Who knows what happens in love and marriage and a baby carriage? Kenneth Williams was a salesman at Brigden’s and Les Lane Studios and then for Kay’s new company, Art Circle. In June 1938, Kay married Williams and changed her young son’s name to Richard Williams who became one of the most innovative animation artists in the world.

He created wonderful title sequences for many films, including What’s New Pussycat (1965) and The Return of the Pink Panther (1975) winning an Oscar for A Christmas Carol (1971) and an Emmy for Ziggy’s Gift (1982).

“I’m not bad. I’m just drawn that way.”
– Jessica Rabbit.

Williams was presented with two Academy Awards for Who Framed Roger Rabbit? (1988) for visual effects as well as for animation director and creator of the cartoon characters. Williams (1933-2019) also wrote the definitive book on techniques, The Animator’s Survival Kit. Check out YouTube and Richard Williams: Animating Movement.

His mother Kay introduced Richard to Disney fantasy films at a young age. She later told him, “You saw Snow White when you were 5 and you were never the same.”

Les Lane worked for his brothers and lived on Fernwood Park, then went on active service in the Second World War and saw the world as an artist, even painting a portrait of Marlene Dietrich in Paris.

Maybe there is something in the water at Fernwood Park Avenue.

Future Oscar-winning writer Norman Reilly Raine lived in the former Alexandra Hotel annex overlooking the lake before Hollywood called.

Raine dreamed up Tugboat Annie and wrote the screenplay for The Adventures of Robin Hood.

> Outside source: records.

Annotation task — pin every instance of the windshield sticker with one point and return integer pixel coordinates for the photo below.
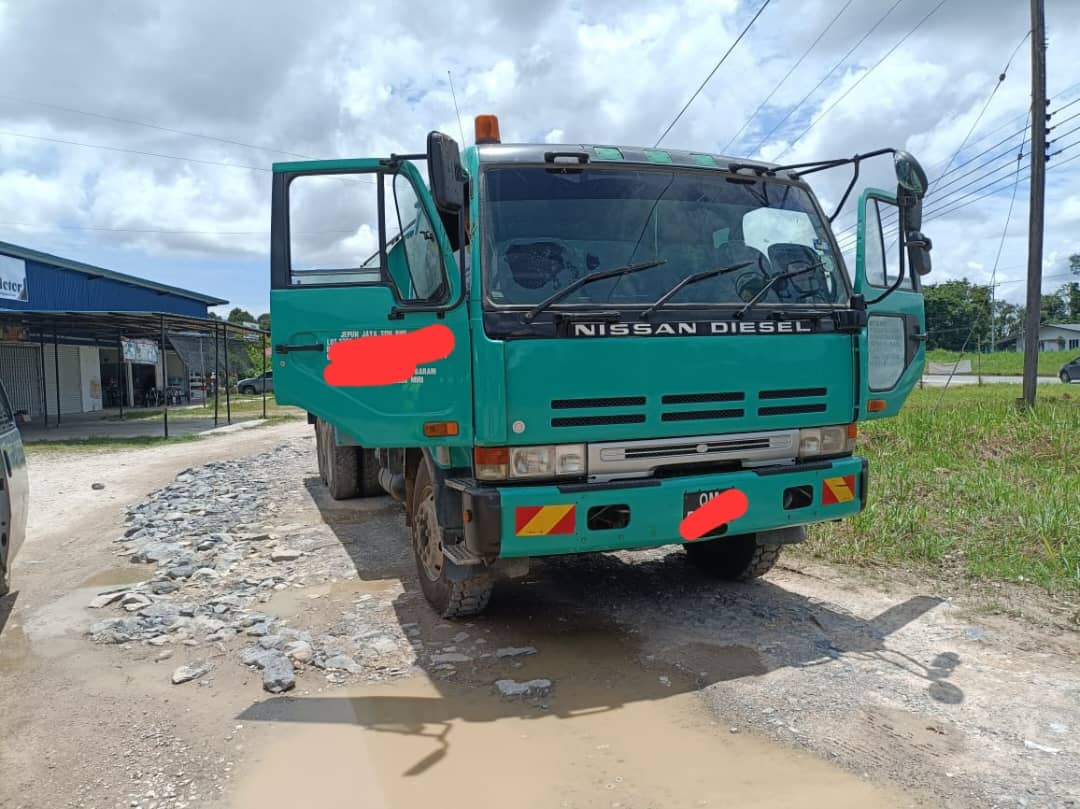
(693, 328)
(387, 359)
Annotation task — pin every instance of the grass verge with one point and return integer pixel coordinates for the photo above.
(979, 489)
(132, 442)
(241, 406)
(1004, 363)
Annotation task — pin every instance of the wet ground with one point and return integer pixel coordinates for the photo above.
(664, 688)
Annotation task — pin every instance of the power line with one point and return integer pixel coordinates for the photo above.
(860, 80)
(786, 76)
(133, 151)
(458, 111)
(825, 78)
(997, 85)
(132, 122)
(846, 234)
(711, 72)
(154, 154)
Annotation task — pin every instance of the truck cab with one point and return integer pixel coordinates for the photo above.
(554, 349)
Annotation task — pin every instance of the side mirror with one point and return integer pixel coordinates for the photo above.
(912, 186)
(445, 173)
(918, 252)
(909, 174)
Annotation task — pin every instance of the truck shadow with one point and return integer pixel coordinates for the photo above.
(609, 630)
(7, 606)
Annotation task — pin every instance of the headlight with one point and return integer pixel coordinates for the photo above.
(550, 460)
(817, 441)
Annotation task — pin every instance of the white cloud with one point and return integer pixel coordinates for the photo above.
(335, 78)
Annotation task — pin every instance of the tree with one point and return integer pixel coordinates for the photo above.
(240, 317)
(958, 312)
(1008, 319)
(1070, 294)
(1054, 309)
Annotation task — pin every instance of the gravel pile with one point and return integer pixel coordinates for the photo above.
(217, 555)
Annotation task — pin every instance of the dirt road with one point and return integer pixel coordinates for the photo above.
(633, 681)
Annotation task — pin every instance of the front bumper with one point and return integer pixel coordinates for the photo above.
(497, 522)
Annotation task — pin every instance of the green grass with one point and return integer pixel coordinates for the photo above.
(979, 489)
(1004, 363)
(241, 406)
(96, 443)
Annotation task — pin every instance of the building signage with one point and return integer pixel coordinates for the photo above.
(143, 352)
(13, 279)
(693, 328)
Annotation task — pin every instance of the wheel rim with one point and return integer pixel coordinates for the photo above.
(428, 538)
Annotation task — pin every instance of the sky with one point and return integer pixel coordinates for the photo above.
(213, 93)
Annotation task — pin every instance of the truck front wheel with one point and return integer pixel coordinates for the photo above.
(339, 467)
(448, 597)
(734, 558)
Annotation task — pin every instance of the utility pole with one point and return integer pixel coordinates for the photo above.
(1038, 199)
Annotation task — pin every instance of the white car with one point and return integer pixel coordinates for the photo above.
(14, 494)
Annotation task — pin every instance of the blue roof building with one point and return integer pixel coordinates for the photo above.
(54, 360)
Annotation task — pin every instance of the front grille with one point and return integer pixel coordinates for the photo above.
(645, 457)
(792, 409)
(624, 418)
(565, 404)
(699, 398)
(693, 415)
(793, 393)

Across the street from the Lane family lived fellow commercial artist George Menzies who also headed for Hollywood where daughter Heather would soon shine as Louisa in The Sound of Music.

Fernwood Park Avenue has a long history of creative talent. Maybe the lake was a “draw” for artists.

Artist or not, we can all appreciate the beauty around us!

“Appreciation is a wonderful thing: it makes what is excellent in others belong to us as well.”